He accepted the position calmly enough, but Grace knew he was very much upset by Mark’s attitude.

Both she and Val had cared most warmly for their cousin, and the estrangement was a sorrow to them. However, it was no use crying over spilled milk, and Grace determined to go on her way as cheerfully as possible.

The young Lady Wentworth had established herself at Sunstead very soon after her marriage, and this fact cut Grace adrift from her customary visit to her grandmother, for it was not possible to go to the big house when neither its master nor mistress desired her presence.

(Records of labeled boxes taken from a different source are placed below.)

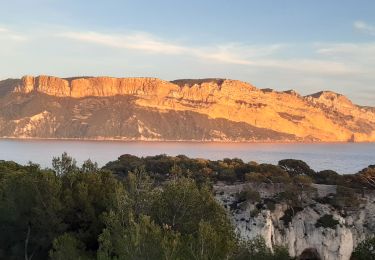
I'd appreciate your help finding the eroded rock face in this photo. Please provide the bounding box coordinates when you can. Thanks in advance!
[215,184,375,260]
[0,76,375,142]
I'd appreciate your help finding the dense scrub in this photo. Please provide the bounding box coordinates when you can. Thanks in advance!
[0,154,374,259]
[0,154,294,259]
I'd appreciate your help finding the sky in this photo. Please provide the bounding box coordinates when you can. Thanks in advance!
[0,0,375,106]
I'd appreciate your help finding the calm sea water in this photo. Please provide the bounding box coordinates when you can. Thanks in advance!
[0,139,375,174]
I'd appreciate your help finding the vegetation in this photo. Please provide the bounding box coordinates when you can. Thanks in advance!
[236,236,291,260]
[0,153,373,260]
[351,236,375,260]
[315,214,340,229]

Grace had been amazed by Christina’s beauty the first time she had seen her driving in the quaint old Dynechester streets.

“I begin to understand Mark’s infatuation now, Val,” she told her brother, when she had returned home. “Lady Wentworth is not merely pretty, she is positively lovely! I never saw a more delicate type of beauty.”

Val had only smiled.

“Let us hope she will make the boy happy,” he had answered, and Grace had said no more.

She had grown accustomed to seeing Christina in the weeks that followed, and sometimes her eyes met, and were held for an instant by Lady Wentworth’s eyes. In such a moment Grace told herself quietly that the dislike Mark’s wife undoubtedly lavished upon Val was extended to herself also.

She had no desire to be friendly with Christina, save only so far as she might have been given ingress to the old, ailing woman up at Sunstead, who missed, she knew well, the constant visits she had been wont to pay.

Grace would also have felt happier had she not remembered the quarrel with Mark.